MEGAWORLD EXPANDING RESIDENTIAL FOOTPRINT IN MCKINLEY WEST
Megaworld has launched its third residential tower within its Park McKinley West project in Fort Bonifacio. The property developer said prices of units have increased to P265,000 per sq m from P218,000 per sq m a year ago. The units range from 70.5 sq m to 336 sq m for a five-bedroom unit. Among the third tower’s amenities are a swimming pool with its own pool deck, children’s pool, game and entertainment room, yoga room, outdoor yoga deck, function halls, and a fitness center. It is due to be completed in 2024.
Colliers believes that strong demand in the pre-selling residential market has continued to raise residential prices in Metro Manila. Leasing demand remains firm, especially in business hubs that house offshore gaming firms from China. In other parts of Metro Manila, demand in both pre-selling and secondary markets is fueled by outsourcing employees as well as local and foreign residential investors. In our opinion, developers should continue highlighting features of their projects such as landscaping, retail options, and accessibility. Meanwhile, investors should cash in on the potential for capital appreciation of condominiums in light of planned rail projects that should improve connectivity.
SEDA BGC COMPLETES EXPANSION WITH TOWER 2
Seda Bonifacio Global City (BGC) has completed its expansion, raising its rooms to 521. The expanded Seda BGC now has a ballroom that can accommodate 300 people. The hotel’s expansion is part of Ayala Land Hotels and Resorts’ P8-P10 billion expansion program. The company is also planning to open Seda Residences Makati (293 rooms) and Seda Cebu IT Park (214 rooms) this year. Due to be completed in 2020 are Seda Manila Bay Aseana City (350 rooms) and the second tower of Seda Nuvali (206 rooms).

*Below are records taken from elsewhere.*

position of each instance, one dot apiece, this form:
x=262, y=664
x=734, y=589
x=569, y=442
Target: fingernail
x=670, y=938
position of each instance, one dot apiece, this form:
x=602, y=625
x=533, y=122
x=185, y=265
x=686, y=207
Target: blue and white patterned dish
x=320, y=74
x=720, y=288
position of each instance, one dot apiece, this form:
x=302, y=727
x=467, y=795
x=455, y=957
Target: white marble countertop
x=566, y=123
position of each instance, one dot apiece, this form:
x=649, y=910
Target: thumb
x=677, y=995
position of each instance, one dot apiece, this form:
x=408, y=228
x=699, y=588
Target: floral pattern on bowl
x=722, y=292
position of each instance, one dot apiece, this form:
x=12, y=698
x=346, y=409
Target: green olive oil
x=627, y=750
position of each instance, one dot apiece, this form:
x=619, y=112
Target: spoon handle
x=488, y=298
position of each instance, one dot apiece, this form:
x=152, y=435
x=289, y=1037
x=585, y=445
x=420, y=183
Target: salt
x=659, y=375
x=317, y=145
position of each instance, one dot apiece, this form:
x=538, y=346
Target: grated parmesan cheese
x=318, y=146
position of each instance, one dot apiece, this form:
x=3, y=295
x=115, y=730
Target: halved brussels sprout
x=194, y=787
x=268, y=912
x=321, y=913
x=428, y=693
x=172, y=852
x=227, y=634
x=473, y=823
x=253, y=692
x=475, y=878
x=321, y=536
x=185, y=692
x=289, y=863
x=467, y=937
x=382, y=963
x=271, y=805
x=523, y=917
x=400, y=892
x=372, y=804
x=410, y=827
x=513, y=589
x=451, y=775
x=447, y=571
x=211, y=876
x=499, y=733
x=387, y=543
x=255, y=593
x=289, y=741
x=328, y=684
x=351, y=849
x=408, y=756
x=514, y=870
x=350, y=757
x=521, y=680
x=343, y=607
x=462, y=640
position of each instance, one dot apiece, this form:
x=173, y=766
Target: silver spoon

Colliers sees the demand for hotel rooms in Metro Manila being driven by the Philippines’ traditional visitor generating markets such as South Korea, United States, China, and Japan, which account for about 60% of the country’s total foreign arrivals. In our opinion, the demand among three- and four-star hotels should be sustained by the rising popularity of "staycations" and growing domestic travel market. National players such as Ayala, Filinvest, 8990, Rockwell, and Vista Land have been tapping the growing demand by developing their own hotel brands. We also see foreign brands opening over the next two to three years including the new Mandarin Oriental in Makati CBD, Hotel Okura in the Bay Area, and Ibis Styles hotel in Araneta Center. Colliers sees sustained foreign arrivals moving forward given the government’s thrust to modernize airports and the Tourism department’s continued marketing efforts.
DYSON SEEKS PIONEER-STATUS INCENTIVES FOR PHILIPPINE-MADE PRODUCTS
The local unit of Dyson Electronics is targeting pioneer status from the Philippine Economic Zone Authority (PEZA) for its Philippine-manufactured hair dryers, vacuum cleaners and motors. The firm’s products are manufactured at Camelray Industrial Park II in Calamba, Laguna. Once granted pioneer status, Dyson will enjoy six years of income tax holidays (ITH).
Dyson’s expansion in the Philippines indicates the country’s attractiveness as an investment hub in the region. In our opinion, the proposed construction of a new cargo rail project connecting Manila port and Southern Luzon will likely play a crucial role in easing transportation of goods between the country’s capital and Luzon’s primary industrial hub. Colliers believes that similar expansion plans from locators will result in greater industrial space absorption in the Cavite-Laguna-Batangas area. But with limited new industrial supply in Southern Luzon, several locators are now looking at the viability of manufacturing operations in the Northern Luzon provinces of Pampanga and Tarlac, which are located about 80 to 110 kilometers north of Manila. The corridor will likely benefit from the planned construction of cargo and passenger rail projects as well as the expansion of Clark International Airport.